Rabbi Deborah Waxman

Rabbi Deborah Waxman

President

,

Reconstructing Judaism

The first woman rabbi to head a Jewish congregational union and seminary, Rabbi Deborah Waxman, Ph.D., (she/her) became president and CEO of Reconstructing Judaism in 2014. Since then, she has drawn on her training as a rabbi and historian to be the Reconstructionist movement’s leading voice in the public square. Rabbi Waxman projects a vision of Judaism that embraces all people and inspires Jews to be strong allies to the most vulnerable among us.

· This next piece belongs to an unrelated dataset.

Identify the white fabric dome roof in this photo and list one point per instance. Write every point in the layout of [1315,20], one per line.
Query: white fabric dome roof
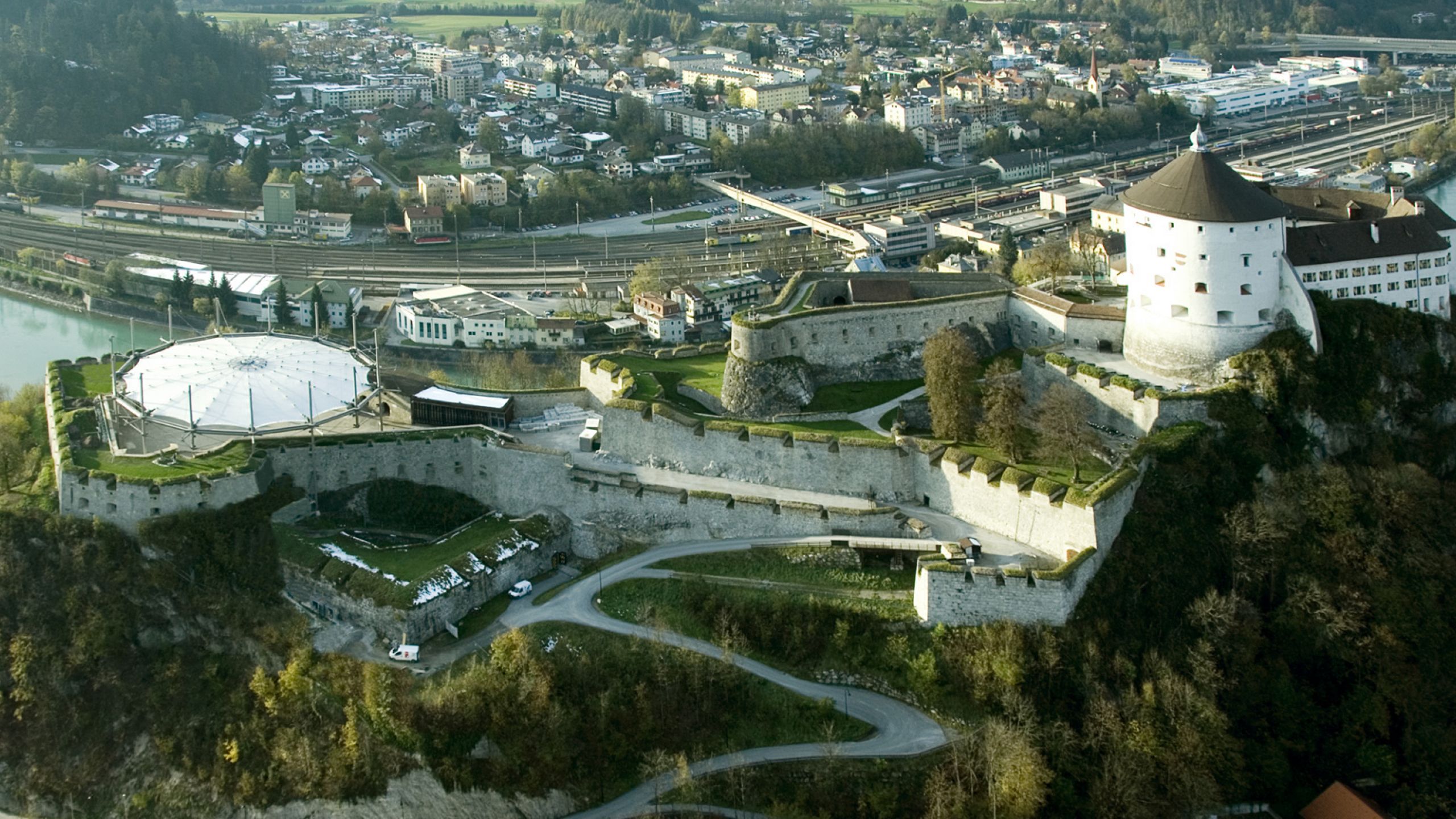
[277,369]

Rabbi Waxman is the creator and host of the podcast, Hashivenu: Jewish Teachings on ResilienceIn connection with LGBT History Month 2020, she was named an LGBT Icon.

Since 2002, Rabbi Waxman has taught courses on Reconstructionist Judaism and practical rabbinics at the Reconstructionist Rabbinical College. She is the Aaron and Marjorie Ziegelman Presidential Professor.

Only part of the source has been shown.